Deze kathedraal, die nog steeds de titel draagt van de zetel van een voormalig bisdom, werd in 1867 door paus Pius IX geclassificeerd als basilica minor en vervolgens door paus Leo XIII op 9 december 1880 als "basiliek van de prins van de apostelen".

In de 12e eeuw werd begonnen met de bouw van een romaanse kerk, op een plek waar in de voorafgaande eeuwen al enkele malen een kerk had gestaan. De aanvankelijk tweebeukige kerk kreeg een lengte van 50 meter en een breedte van 20 meter. Tussen de beuken staat een rij van vier pilaren, zodat er vijf traveeën zijn. In de 14e eeuw werd aan de noordkant een zijbeuk in gotische stijl met een breedte van 4 meter toegevoegd, met in de noordoosthoek de voormalige kapel van de heiligen. In de 17e eeuw werd de westgevel met nog eens 18 meter verbreed door de bouw van de St.-Annakapel. De westgevel is daarmee met 42 meter een van de grootste van de kathedralen in de zuidelijke helft van Frankrijk. Eveneens in de 17e eeuw werden aan de noordzijde de kapel van Johannes de Doper en een sacristie gebouwd. In de 18e eeuw werden langs de noordelijke gevel de kapel van de Maagd en de kapel van de rozenkrans gebouwd. Aan de oostkant verscheen in het verlengde van het middeleeuws koor een zogenaamd modern koor en nog een sacristie.

De ingang wordt geflankeerd door twee kolommen met gladde schachten bekroond met composiet kapitelen met acanthusbladeren en volutes. Het portaal wordt bekroond door een hoofdgestel op twee niveaus, de architraaf is bedekt met een tandlijst. Twee vuurpotten omlijsten een nis met sculptuur, waarboven een driehoekig fronton. Rechts van het portaal verlicht een gotisch raam het romaanse schip, en bevindt zich een crucifix uit 1805.

Informatiepaneel

Naast de kerk staat de klokkentoren of het belfort, een portiektoren gebouwd van 1561 tot 1563 in gotische Provençaalse stijl.

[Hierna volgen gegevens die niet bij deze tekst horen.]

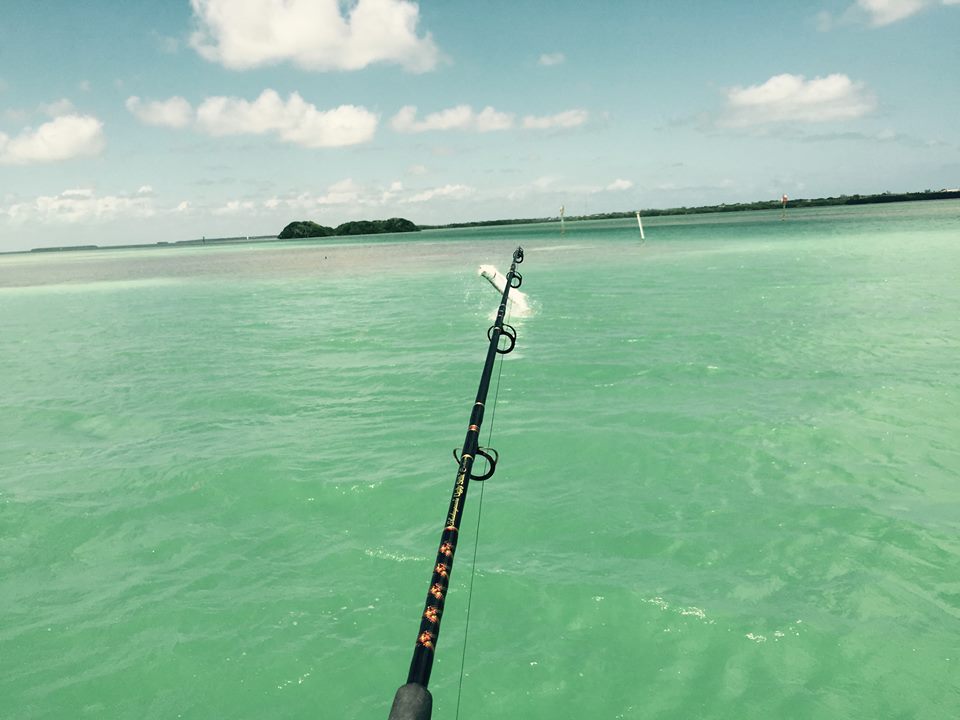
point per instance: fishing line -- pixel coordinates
(476, 541)
(413, 700)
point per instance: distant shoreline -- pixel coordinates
(952, 194)
(887, 197)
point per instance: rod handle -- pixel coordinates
(412, 702)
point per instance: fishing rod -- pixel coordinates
(413, 701)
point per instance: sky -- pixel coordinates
(145, 121)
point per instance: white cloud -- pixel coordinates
(62, 138)
(793, 98)
(877, 13)
(79, 205)
(175, 112)
(293, 120)
(566, 119)
(313, 34)
(489, 120)
(550, 59)
(461, 117)
(235, 207)
(885, 12)
(447, 191)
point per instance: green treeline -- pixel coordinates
(308, 228)
(731, 207)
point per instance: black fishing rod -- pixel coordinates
(413, 701)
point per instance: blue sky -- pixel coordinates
(143, 121)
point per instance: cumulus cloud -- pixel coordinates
(313, 34)
(62, 138)
(79, 205)
(175, 112)
(565, 119)
(878, 13)
(461, 117)
(549, 59)
(293, 120)
(793, 98)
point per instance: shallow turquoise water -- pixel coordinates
(728, 487)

De toren herbergt vijf klokken, die worden gebruikt voor de diensten. Deze klokken zijn niet geëlektrificeerd en worden met de hand geluid met koorden, wat zeldzaam is voor een kathedraal.

De kapel van St.-Anna is voorzien van een koepel bestaande uit koperen platen. Bovenop staat een beeld van verguld brons, een werk van Joseph-Elzéar Sollier, dat in 1877 in Parijs werd gegoten.

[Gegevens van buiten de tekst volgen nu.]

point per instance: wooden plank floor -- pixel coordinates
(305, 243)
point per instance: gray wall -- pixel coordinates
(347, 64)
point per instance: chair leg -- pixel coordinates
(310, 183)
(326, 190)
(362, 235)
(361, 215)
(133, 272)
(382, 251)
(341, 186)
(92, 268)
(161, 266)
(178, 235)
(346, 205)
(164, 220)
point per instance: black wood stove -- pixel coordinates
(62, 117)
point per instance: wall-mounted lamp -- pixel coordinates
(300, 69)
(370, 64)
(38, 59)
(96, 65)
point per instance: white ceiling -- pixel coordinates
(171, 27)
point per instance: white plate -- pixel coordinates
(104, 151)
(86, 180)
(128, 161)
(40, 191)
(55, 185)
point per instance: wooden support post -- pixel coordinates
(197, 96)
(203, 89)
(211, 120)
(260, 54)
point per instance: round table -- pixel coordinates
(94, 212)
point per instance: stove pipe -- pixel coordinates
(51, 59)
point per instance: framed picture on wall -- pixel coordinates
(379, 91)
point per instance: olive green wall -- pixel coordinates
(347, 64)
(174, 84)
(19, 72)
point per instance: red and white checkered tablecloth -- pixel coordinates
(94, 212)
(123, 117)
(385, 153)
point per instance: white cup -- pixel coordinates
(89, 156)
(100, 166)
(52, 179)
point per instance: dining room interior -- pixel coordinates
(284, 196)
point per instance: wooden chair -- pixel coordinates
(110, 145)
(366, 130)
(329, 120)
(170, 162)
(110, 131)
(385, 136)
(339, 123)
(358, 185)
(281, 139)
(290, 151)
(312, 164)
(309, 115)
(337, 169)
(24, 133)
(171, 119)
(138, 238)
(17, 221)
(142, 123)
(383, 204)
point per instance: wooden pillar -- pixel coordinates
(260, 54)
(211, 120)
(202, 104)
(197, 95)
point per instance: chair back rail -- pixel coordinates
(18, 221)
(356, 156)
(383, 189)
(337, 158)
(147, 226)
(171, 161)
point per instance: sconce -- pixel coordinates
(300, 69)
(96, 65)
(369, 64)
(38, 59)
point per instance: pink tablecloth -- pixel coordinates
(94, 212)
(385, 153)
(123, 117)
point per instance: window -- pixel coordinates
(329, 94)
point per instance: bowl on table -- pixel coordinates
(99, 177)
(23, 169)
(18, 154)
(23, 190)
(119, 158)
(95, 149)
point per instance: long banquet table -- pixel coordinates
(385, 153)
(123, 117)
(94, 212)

Aan het begin van de bouw waren er slechts twee Romaanse beuken, de traveeën zijn gescheiden door grote rondbogen rustend op sterke pijlers. In de 14e eeuw werd een derde beuk toegevoegd aan de noordkant van het oorspronkelijke gebouw, in gotische stijl en gewelfd met kruisgewelven; hiervoor moesten ook in het middenschip wijzigingen worden aangebracht.

De onderste crypte is het overblijfsel van een Romeins gebouw uit de 1e eeuw, gebruikt voor religieuze doeleinden uit de Karolingische periode. De crypte bestaat uit een gang die leidt naar een gewelf waar volgens de plaatselijke traditie de sluier van Sint-Anna werd gevonden.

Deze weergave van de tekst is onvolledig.